Family Lounge Between A Pair Of Inpatient Nursing Units On Levels 4 7
Ample views and areas dedicated to the comfort of patients’ families are a main feature of the low-rise towers. Courtesy Brad Feinknopf

Organizing the building into 14,000- square-foot modules also streamlined construction, as it enabled prefabrication of significant building components and made the volumes easily adaptable for future expansions. The approach even plays a role in reducing infection. “The modular planning of the intensive care and negative-pressure units isolated those workflows, so we can support COVID-19 [cases] without compromising the safety of other patients and staff,” says Grace Hsu, director of design management for Stanford Health Care. In anticipation of a pandemic, the hospital garage was equipped with additional utilities so that it can be converted into a ward during an emergency. (It has not yet been pressed into service.)

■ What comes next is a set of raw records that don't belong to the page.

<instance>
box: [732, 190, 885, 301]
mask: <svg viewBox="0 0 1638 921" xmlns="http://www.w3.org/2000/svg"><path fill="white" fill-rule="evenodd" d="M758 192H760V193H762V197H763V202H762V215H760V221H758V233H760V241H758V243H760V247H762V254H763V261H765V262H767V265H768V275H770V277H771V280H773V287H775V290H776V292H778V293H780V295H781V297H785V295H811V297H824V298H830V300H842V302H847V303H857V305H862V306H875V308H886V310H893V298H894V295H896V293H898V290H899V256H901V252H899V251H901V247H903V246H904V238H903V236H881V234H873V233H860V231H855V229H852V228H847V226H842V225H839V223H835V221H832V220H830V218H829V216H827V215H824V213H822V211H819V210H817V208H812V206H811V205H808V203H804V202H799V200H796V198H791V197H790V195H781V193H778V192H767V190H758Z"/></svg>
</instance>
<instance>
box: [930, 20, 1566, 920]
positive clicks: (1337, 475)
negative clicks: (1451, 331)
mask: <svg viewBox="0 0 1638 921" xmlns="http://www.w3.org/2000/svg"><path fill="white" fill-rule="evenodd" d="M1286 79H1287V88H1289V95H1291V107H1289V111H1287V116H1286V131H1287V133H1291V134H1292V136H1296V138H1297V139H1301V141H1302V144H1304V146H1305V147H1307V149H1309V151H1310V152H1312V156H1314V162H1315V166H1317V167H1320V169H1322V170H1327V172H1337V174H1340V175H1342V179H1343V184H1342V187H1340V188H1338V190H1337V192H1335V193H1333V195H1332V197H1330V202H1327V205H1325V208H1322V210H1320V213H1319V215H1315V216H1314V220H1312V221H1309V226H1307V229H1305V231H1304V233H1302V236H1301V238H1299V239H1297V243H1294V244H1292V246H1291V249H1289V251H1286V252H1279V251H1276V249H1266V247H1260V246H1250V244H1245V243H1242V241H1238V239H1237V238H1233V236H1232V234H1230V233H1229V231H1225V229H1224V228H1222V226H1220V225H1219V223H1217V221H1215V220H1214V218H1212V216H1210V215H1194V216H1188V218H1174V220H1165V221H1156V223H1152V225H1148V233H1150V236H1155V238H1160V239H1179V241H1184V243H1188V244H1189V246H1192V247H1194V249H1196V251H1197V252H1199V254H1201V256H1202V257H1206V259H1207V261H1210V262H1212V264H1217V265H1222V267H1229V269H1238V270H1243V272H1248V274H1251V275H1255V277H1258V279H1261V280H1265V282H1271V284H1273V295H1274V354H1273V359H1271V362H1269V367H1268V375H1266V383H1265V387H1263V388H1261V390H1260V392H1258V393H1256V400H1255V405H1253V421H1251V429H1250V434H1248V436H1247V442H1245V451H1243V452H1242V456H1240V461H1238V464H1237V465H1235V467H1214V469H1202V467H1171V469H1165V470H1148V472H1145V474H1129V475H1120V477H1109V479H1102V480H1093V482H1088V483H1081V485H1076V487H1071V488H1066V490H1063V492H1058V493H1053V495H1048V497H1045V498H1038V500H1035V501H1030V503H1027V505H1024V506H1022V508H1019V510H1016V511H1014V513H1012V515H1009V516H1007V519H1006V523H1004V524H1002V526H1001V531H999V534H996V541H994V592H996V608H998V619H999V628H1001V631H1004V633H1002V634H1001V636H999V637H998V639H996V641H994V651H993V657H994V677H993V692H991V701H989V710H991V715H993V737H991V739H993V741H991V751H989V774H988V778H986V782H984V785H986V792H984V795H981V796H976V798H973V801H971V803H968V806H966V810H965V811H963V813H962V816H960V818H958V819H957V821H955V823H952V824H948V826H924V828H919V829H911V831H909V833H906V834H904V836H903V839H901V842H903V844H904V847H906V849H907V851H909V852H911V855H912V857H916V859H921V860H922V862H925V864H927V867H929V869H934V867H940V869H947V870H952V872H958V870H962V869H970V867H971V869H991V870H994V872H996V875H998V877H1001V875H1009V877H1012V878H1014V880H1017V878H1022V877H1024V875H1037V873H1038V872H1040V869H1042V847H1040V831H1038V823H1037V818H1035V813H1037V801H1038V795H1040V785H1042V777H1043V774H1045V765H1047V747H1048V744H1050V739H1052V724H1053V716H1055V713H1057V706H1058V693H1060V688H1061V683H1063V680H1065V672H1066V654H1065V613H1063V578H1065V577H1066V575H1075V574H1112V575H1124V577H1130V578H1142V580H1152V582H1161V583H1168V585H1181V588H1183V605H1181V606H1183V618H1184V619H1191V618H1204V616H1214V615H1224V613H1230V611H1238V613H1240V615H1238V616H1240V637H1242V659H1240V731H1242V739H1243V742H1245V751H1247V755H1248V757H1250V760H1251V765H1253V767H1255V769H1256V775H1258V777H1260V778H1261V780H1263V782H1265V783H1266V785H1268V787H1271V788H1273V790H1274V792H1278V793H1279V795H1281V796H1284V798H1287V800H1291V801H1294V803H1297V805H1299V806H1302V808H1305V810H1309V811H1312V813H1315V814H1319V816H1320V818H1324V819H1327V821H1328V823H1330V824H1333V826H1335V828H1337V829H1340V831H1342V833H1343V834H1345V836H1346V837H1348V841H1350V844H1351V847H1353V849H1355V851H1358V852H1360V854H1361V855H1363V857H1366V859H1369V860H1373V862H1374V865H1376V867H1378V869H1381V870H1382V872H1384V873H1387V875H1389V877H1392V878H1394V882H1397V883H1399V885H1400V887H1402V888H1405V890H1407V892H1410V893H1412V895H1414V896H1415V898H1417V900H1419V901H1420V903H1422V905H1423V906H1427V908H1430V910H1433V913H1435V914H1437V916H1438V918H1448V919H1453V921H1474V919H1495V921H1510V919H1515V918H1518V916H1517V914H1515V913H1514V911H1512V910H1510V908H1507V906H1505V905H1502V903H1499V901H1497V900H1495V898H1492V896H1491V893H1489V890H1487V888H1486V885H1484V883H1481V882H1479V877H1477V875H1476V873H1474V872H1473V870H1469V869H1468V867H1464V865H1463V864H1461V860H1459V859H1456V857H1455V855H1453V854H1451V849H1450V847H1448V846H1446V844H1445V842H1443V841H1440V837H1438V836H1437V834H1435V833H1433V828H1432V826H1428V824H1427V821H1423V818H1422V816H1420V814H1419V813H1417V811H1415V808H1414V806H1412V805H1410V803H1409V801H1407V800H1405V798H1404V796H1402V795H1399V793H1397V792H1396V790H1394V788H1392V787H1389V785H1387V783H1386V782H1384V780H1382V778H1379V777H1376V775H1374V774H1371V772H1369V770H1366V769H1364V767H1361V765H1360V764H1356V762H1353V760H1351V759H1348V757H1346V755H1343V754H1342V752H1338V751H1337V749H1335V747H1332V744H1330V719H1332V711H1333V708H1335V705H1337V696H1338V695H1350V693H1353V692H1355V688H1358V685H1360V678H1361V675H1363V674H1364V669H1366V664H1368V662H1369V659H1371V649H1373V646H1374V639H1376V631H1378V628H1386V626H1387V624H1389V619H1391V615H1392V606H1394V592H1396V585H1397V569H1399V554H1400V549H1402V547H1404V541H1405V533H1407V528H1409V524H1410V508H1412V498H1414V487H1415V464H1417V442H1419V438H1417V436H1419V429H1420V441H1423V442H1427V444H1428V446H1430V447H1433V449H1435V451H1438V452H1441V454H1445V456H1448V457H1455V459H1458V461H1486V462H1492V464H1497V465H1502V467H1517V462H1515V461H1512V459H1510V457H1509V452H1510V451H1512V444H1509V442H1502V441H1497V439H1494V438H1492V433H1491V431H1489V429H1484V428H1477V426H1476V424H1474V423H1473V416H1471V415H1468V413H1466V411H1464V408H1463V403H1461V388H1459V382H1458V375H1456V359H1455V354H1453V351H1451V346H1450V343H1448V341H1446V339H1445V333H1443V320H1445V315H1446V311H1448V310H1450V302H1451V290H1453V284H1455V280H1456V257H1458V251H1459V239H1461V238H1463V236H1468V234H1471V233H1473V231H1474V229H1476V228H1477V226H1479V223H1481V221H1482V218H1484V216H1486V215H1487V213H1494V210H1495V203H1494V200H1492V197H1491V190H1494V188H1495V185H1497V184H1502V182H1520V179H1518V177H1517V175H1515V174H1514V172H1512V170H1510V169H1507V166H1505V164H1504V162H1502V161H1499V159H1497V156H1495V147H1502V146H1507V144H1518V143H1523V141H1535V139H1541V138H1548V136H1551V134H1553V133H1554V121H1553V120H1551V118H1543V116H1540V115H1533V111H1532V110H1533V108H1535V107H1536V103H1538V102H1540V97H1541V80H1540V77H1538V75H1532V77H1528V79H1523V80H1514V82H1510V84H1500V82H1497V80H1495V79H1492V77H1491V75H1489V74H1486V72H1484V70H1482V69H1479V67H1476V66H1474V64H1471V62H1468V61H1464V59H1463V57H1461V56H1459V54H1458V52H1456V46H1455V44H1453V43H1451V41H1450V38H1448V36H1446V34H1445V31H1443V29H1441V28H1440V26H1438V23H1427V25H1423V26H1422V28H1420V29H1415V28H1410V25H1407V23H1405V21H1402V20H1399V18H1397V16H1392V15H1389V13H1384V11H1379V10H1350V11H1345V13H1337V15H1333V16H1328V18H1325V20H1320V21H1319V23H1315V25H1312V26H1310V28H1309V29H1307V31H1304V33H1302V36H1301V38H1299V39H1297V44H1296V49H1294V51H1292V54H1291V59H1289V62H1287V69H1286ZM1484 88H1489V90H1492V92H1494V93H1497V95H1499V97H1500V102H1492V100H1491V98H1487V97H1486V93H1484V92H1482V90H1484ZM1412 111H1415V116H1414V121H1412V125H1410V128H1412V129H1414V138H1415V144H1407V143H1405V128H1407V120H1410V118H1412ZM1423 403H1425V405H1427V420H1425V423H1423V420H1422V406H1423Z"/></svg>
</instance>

The hospital is also innovative in the way medical research is conducted. Instead of siloing departments, various specialties are collocated, forming separate diagnostic (ground level) and interventional (second floor) pods. So rather than a single radiology department, for example, radiologists are available on each level. “It’s much better for the patient, and the health outcomes are better,” says Erich Burkhart, partner at Perkins Eastman, which was tapped for its deep health-care expertise.

And in a move apt for a teaching hospital, the nursing units include space for faculty and research coordinators, embedding them within patient care teams so they can observe individual progress. For the most hospitable institutions, it seems increasingly clear that personalized care is the future.